La fête de la Toussaint, la fête de tous les saints. L’Église honore la foule innombrable de ceux et celles qui ont été de vivants et lumineux témoins du Christ, connus et inconnus. Une fête car les chrétiens expriment leur joie de savoir qu’ils sont tous auprès de Dieu. Ce monument littéraire que sont les béatitudes prend place chez Matthieu à la suite de l’appel des premiers disciples et constitut le début du discours sur la montagne. Il y avait des béatitudes dans l’Ancien Testament, mais elles étaient plutôt présentées comme une promesse de bonheur liée à la libération d’Israël. On ne les trouve que chez Luc et Matthieu, et la recherche historique montre que ces paroles ont pu être effectivement prononcées par Jésus, probablement dans la version plus courte de Luc.
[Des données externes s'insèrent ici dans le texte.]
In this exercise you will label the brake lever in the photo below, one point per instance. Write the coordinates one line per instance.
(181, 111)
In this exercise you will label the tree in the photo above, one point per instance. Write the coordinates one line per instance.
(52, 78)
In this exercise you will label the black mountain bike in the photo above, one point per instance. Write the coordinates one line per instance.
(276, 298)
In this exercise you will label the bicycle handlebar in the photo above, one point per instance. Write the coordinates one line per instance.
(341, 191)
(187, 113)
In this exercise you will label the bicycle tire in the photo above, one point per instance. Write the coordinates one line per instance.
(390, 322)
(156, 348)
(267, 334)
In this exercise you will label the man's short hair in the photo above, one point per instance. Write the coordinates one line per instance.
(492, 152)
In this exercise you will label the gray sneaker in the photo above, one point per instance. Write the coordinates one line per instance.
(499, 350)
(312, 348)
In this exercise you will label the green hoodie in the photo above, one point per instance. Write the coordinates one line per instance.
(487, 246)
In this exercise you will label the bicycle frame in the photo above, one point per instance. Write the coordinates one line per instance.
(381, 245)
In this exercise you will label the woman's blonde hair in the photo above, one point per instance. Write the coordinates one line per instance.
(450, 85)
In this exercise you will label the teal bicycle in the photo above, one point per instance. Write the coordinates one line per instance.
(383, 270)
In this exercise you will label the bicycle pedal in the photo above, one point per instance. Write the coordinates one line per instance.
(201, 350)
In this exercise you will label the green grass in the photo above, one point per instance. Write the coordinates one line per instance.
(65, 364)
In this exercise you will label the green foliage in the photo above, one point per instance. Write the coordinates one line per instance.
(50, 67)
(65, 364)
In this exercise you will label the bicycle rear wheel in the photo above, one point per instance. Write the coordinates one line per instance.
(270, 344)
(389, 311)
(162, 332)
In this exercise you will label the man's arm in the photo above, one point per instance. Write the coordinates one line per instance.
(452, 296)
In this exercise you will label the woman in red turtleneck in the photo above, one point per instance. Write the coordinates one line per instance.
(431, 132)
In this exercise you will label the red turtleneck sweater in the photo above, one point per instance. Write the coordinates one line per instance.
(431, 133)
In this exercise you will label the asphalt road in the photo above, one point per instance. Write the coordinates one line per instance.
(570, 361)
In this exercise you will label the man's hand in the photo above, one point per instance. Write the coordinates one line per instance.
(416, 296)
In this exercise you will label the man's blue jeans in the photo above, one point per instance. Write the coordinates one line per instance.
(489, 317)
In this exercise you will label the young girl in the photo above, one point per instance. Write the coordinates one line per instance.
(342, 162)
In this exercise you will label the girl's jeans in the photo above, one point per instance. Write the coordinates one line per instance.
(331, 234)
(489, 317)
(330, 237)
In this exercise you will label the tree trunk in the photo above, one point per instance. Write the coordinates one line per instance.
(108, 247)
Ce texte, au demeurant sympathique, présente deux pièges en termes de compréhension : on pourrait penser qu’il faut cocher un certain nombre de cases pour être élu à la vie éternelle. On pourrait aussi penser que la consolation des malheurs connus dans ce monde-ci pourrait se tenir dans la vie éternelle. Deux incompréhensions qui ont fait dire à Marx que l’église avait inventé les béatitudes pour faire accepter aux croyants l’injustice sur terre sans se battre et à Nietzsche que les chrétiens voulaient souffrir pour offrir leurs larmes comme sacrifice à Dieu.
Il faut réaffirmer que dans la religion chrétienne, l’accès à la vie éternelle n’est pas conditionnée à nos souffrances, que c’est un don gratuit de Dieu, le prix ayant été payé par Jésus. Dieu nous demande de croire en lui et en sa parole, il n’exige aucune souffrance.
Ce n’est pas pour autant que l’Église chrétienne veut nier la souffrance, au contraire, elle réaffirme que celle-ci fait partie de la vie terrestre. Elle peut entraîner des conséquences positives ou négatives en fonction de l’histoire de chacun, mais elle n’a aucune vertu en soi. En revanche, Jésus nous rappelle qu’il est lui aussi passé par là, qu’il a lui-même vécu la souffrance de la condition humaine.
A ceux qui souffrent, Jésus dit : je vous comprend, je peux venir vous aider, je peux vous réconforter…mais ce n’est pas demain, ce n’est pas le jour de votre mort, c’est aujourd’hui ! Le terme « béatitude » en grec veut dire « debout », « en avant ». En vivant ces souffrances, vous vous approchez de Dieu. C’est en vivant ces souffrances que votre vie prend de la hauteur, de la grandeur, qu’elle vaut d’être vécue. Ce n’est pas une question de rétribution, c’est une question d’avoir la force de résister à la détresse, d’avoir la force de se relever.
Jésus est venu pour ceux qui souffrent, car Dieu s’intéresse à ceux qui souffrent, il est plein de compassion. Alors si vous souffrez, Dieu est fait pour vous, et si vous priez, alors vous allez le croiser.
Fêter tous les saints, c’est fêter ceux qui ont effectivement vécu la souffrance et qui ont rencontré Dieu.